DOCTORAL SEMINAR

Incorporation of User Shared Content for Improved User Entity Resolution

Speaker
Mr Sapumal Ahangama
Advisor
Dr Danny Poo Chiang Choon, Associate Professor, School of Computing


29 Aug 2018 Wednesday, 03:00 PM to 04:30 PM

Executive Classroom, COM2-04-02

Abstract:

Widespread adoption of information systems has created vast amounts of digital data traces concerning the users, their relationships and personal activities. Interconnecting the digital data traces of a user from various information systems is not an easy task and is an open problem, commonly known as user entity resolution. Since prior research has loosely focused on incorporating user shared content for user entity resolution, in this thesis proposal the intention is to develop methods that would enable the incorporation of user shared content in user entity resolution to further improve the accuracy.

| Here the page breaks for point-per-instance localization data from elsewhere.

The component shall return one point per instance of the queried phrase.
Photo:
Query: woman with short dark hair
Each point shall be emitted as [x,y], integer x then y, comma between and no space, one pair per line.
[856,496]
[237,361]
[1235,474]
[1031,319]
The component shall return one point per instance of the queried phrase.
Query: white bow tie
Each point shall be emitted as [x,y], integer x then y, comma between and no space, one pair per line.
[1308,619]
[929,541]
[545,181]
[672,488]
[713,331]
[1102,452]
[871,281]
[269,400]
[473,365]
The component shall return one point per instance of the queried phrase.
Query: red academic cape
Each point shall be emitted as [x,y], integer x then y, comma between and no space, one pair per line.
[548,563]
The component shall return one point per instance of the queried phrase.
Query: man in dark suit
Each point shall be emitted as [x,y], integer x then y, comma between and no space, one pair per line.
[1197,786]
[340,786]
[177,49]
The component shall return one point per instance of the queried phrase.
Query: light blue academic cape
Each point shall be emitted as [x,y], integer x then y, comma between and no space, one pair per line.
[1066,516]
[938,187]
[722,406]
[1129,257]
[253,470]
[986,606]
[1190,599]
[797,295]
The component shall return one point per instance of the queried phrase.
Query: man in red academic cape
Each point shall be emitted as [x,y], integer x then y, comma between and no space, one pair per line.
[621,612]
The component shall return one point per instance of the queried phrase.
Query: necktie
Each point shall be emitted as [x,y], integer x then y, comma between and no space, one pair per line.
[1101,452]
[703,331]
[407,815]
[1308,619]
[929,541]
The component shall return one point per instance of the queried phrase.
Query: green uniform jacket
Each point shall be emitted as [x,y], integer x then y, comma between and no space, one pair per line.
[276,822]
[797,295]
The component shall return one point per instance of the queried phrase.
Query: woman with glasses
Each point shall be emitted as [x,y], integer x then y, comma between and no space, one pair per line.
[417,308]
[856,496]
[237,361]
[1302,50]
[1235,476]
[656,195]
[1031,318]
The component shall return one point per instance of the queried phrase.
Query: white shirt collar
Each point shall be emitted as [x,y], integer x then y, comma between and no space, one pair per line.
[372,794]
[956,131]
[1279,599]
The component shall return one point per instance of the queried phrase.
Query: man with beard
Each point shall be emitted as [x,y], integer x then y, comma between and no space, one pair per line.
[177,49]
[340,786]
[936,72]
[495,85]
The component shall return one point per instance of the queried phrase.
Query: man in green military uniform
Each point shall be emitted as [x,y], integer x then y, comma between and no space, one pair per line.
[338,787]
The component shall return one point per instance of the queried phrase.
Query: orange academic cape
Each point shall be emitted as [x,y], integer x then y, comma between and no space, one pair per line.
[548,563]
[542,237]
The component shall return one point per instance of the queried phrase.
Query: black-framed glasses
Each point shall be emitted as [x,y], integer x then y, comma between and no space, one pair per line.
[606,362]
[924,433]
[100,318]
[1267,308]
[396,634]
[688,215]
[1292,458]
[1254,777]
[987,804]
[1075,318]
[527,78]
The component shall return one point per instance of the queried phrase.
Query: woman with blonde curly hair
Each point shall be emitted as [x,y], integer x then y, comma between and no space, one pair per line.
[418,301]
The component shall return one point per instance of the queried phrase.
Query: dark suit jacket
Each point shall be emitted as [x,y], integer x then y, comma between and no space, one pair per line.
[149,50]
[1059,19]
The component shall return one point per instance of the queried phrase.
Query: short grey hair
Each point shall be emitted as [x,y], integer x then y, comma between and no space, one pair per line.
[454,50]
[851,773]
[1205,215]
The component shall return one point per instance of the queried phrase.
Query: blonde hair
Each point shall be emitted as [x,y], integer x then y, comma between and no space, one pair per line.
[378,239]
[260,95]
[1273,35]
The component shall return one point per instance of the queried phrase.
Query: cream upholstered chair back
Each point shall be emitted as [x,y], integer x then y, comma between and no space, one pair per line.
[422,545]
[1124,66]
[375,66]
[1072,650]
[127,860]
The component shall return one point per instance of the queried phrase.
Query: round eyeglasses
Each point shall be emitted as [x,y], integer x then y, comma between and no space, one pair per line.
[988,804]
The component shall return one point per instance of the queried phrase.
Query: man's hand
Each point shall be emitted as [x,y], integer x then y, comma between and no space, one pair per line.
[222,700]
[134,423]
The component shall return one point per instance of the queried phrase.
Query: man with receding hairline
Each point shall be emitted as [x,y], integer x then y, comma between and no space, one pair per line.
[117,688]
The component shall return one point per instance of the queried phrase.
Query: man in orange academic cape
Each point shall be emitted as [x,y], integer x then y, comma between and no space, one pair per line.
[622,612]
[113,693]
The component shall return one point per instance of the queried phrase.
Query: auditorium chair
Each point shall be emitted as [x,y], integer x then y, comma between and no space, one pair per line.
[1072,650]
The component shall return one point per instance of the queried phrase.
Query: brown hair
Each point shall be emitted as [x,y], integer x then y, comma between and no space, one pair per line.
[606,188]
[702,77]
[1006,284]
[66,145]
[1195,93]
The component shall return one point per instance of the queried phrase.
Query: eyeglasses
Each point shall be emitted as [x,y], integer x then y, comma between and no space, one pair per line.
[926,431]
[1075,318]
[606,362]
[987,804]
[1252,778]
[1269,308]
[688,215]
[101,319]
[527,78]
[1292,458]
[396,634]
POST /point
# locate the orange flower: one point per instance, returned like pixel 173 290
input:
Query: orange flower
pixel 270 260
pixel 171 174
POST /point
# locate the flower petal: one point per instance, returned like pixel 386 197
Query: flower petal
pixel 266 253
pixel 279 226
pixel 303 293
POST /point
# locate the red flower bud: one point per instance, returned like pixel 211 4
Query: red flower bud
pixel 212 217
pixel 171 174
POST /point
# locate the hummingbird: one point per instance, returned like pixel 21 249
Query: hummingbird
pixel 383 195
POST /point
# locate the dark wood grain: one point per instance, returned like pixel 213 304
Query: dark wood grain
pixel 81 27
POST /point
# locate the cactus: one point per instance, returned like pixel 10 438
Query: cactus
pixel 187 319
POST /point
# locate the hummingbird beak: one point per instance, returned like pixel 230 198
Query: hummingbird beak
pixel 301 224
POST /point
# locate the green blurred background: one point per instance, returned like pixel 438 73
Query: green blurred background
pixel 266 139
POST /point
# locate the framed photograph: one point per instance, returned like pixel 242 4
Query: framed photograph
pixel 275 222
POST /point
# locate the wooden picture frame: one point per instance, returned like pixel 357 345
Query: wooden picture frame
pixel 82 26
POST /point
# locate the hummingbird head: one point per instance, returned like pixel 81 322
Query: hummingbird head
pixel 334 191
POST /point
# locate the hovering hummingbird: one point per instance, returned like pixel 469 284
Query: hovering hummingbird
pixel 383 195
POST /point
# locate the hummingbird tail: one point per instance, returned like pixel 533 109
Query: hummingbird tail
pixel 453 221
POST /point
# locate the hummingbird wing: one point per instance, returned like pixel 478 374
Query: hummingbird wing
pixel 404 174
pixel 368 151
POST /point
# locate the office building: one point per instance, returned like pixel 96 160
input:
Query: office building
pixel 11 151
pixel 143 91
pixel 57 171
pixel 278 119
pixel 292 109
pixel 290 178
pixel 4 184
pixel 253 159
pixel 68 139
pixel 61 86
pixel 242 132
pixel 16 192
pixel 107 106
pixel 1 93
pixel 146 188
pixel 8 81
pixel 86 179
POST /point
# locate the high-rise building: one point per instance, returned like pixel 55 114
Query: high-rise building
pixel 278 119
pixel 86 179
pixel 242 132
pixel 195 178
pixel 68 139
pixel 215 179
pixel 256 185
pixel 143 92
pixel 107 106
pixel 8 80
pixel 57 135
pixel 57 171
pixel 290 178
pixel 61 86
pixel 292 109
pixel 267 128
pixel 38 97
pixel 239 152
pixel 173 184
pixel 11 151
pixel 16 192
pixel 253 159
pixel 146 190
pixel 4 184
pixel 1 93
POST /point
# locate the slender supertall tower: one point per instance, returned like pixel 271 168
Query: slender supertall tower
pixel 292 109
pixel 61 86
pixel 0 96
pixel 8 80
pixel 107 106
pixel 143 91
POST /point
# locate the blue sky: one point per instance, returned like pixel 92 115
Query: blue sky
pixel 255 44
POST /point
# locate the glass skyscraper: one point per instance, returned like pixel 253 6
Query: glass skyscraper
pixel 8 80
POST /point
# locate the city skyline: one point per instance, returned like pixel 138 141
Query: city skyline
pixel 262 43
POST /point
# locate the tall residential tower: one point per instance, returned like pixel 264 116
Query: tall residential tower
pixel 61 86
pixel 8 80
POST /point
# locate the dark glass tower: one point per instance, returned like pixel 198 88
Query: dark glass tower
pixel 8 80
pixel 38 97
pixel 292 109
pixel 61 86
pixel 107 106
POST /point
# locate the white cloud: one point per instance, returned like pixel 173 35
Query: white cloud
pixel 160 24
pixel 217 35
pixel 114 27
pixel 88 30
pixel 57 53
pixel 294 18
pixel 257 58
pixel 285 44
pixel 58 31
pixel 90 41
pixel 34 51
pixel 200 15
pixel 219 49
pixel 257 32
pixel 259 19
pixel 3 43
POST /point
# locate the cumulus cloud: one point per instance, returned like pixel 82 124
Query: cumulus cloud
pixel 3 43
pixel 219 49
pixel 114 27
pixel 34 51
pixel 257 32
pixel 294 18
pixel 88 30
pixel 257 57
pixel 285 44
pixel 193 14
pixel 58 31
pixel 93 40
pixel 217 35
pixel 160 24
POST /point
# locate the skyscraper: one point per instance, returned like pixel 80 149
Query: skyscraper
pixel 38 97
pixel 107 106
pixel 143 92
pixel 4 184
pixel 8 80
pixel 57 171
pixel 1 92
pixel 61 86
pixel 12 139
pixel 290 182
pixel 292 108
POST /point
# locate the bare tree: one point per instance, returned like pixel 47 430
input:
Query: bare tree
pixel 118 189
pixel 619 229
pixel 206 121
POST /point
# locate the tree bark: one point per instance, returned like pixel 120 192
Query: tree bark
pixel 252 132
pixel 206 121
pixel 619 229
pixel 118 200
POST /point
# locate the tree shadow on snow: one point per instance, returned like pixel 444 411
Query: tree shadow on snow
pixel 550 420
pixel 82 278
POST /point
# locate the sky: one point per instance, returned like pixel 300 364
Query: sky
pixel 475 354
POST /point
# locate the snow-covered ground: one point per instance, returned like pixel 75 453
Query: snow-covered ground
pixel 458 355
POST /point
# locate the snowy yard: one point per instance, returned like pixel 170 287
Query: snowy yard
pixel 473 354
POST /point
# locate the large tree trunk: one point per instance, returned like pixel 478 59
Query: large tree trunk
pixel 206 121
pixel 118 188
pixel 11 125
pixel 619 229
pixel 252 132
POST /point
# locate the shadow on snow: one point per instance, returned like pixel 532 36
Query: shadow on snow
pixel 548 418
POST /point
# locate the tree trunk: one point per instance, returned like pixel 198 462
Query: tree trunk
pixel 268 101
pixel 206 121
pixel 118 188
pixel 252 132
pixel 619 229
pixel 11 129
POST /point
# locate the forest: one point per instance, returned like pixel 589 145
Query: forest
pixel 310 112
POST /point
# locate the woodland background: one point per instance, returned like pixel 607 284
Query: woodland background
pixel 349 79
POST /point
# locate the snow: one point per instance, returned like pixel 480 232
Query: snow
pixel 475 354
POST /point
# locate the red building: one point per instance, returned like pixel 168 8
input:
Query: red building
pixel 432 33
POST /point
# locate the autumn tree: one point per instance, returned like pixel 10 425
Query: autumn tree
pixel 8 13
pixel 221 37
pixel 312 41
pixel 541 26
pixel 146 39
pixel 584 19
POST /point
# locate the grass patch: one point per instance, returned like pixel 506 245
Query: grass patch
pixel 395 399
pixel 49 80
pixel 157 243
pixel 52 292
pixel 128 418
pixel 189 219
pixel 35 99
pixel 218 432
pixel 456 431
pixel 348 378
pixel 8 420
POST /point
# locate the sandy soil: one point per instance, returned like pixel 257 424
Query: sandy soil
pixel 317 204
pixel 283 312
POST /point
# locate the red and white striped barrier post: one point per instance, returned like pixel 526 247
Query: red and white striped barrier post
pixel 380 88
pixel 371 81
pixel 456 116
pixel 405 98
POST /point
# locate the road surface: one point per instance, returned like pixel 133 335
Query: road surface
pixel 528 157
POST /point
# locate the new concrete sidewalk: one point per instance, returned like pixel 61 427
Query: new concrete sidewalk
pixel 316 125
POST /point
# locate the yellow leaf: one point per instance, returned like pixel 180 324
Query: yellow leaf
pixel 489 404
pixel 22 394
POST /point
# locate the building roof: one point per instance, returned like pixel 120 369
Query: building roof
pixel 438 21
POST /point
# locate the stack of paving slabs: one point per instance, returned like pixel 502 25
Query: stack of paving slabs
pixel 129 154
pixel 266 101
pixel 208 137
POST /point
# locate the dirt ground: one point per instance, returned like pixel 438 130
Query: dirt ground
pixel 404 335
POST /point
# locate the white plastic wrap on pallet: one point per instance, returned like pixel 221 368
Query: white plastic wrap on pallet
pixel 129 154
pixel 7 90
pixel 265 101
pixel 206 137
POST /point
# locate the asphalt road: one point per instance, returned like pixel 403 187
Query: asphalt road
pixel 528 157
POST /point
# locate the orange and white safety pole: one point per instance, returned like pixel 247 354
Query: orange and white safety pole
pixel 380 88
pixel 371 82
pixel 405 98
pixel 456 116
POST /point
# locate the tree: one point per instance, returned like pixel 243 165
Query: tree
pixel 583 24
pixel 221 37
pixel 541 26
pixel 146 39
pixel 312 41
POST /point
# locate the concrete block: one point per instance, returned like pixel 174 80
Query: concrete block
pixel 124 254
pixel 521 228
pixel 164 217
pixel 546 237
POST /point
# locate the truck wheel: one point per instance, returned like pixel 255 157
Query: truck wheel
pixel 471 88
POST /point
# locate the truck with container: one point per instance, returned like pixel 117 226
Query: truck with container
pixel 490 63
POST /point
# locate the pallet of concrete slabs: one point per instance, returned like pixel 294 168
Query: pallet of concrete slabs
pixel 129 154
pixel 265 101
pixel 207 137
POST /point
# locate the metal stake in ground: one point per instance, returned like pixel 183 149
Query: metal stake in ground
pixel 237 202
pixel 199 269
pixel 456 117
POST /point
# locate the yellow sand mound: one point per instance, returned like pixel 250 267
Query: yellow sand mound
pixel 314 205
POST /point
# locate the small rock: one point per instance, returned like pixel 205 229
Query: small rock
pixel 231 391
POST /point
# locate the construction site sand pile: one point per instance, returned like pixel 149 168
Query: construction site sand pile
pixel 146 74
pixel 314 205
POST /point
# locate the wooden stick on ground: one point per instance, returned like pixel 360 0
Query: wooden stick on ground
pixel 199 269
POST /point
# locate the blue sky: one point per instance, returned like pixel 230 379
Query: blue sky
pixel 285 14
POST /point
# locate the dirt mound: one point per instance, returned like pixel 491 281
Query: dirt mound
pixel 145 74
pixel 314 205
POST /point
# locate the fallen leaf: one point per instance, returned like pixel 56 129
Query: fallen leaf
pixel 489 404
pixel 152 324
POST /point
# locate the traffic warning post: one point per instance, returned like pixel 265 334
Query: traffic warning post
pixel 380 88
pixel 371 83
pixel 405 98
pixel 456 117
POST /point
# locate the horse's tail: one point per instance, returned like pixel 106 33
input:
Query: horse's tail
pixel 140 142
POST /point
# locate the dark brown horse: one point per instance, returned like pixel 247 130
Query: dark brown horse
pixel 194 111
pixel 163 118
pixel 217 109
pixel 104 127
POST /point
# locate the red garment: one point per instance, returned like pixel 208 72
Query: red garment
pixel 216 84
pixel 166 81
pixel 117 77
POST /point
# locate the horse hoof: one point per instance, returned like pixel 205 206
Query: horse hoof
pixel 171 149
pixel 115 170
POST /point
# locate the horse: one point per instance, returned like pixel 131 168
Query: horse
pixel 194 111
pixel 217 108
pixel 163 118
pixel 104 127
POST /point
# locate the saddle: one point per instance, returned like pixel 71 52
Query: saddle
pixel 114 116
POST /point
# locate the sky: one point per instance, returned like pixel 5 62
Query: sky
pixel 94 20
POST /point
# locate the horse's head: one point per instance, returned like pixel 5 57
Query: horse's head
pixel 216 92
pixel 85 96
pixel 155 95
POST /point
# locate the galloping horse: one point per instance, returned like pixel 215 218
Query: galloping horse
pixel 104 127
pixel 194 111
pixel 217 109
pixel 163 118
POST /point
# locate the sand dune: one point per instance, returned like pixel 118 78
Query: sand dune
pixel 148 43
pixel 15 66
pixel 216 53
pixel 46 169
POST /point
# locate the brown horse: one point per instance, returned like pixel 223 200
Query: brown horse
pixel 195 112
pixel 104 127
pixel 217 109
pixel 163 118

In approaching user entity resolution problems, prior studies have focused on approximate matching or blocking methods with the intention of reducing the search space and secondly, on identifying the exact user for user entity resolution. Acknowledging the limitations and differentiation power of user shared content, two studies are proposed in this thesis proposal in these two directions.

First study is an approximate matching method for cross domain datasets that searches users efficiently in different localities of the data in the latent space of user shared content. Second study is a network embedding method that preserves both associated text and the relational data for both first and second order proximity in the network.

The preliminary experimental results of both these proposed studies have indicated improvements on the state of the art methods. The outcome of these studies will contribute to the better understanding of how user shared content could be used in user entity resolution.